Fix: Add Password Validation to Account Creation (#25382)

api/services/account_service.py

@@ -246,6 +246,8 @@ class AccountService:
         account.name = name
 
         if password:
+            valid_password(password)
+
             # generate password salt
             salt = secrets.token_bytes(16)
             base64_salt = base64.b64encode(salt).decode()

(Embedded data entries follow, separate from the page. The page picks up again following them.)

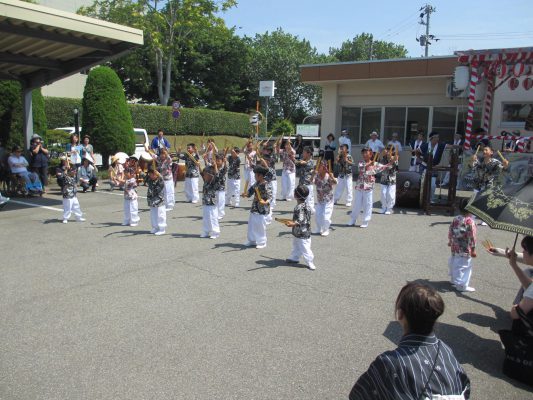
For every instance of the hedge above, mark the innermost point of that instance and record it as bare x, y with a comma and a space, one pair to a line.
192, 121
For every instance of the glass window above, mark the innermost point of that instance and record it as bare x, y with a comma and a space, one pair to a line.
394, 122
444, 123
517, 115
350, 120
417, 121
371, 121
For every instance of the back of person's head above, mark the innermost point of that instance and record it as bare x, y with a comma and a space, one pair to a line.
527, 244
421, 305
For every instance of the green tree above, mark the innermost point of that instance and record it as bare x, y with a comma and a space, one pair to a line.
168, 27
364, 47
278, 56
106, 117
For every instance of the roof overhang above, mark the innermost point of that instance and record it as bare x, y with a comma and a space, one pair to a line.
379, 69
40, 45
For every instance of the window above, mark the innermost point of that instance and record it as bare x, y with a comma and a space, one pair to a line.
444, 123
351, 118
371, 121
517, 115
394, 122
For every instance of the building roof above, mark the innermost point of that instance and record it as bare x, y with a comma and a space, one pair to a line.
379, 69
39, 45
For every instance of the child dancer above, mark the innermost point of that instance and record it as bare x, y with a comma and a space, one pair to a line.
221, 168
462, 241
324, 182
364, 187
233, 194
345, 178
304, 170
192, 173
156, 201
301, 223
210, 226
288, 175
262, 193
131, 205
388, 181
71, 205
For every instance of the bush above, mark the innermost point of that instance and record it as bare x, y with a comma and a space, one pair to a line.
105, 116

api/tests/test_containers_integration_tests/services/test_account_service.py

@@ -91,6 +91,28 @@ class TestAccountService:
         assert account.password is None
         assert account.password_salt is None
 
+    def test_create_account_password_invalid_new_password(
+        self, db_session_with_containers, mock_external_service_dependencies
+    ):
+        """
+        Test account create with invalid new password format.
+        """
+        fake = Faker()
+        email = fake.email()
+        name = fake.name()
+        # Setup mocks
+        mock_external_service_dependencies["feature_service"].get_system_features.return_value.is_allow_register = True
+        mock_external_service_dependencies["billing_service"].is_email_in_freeze.return_value = False
+
+        # Test with too short password (assuming minimum length validation)
+        with pytest.raises(ValueError):  # Password validation error
+            AccountService.create_account(
+                email=email,
+                name=name,
+                interface_language="en-US",
+                password="invalid_new_password",
+            )
+
     def test_create_account_registration_disabled(self, db_session_with_containers, mock_external_service_dependencies):
         """
         Test account creation when registration is disabled.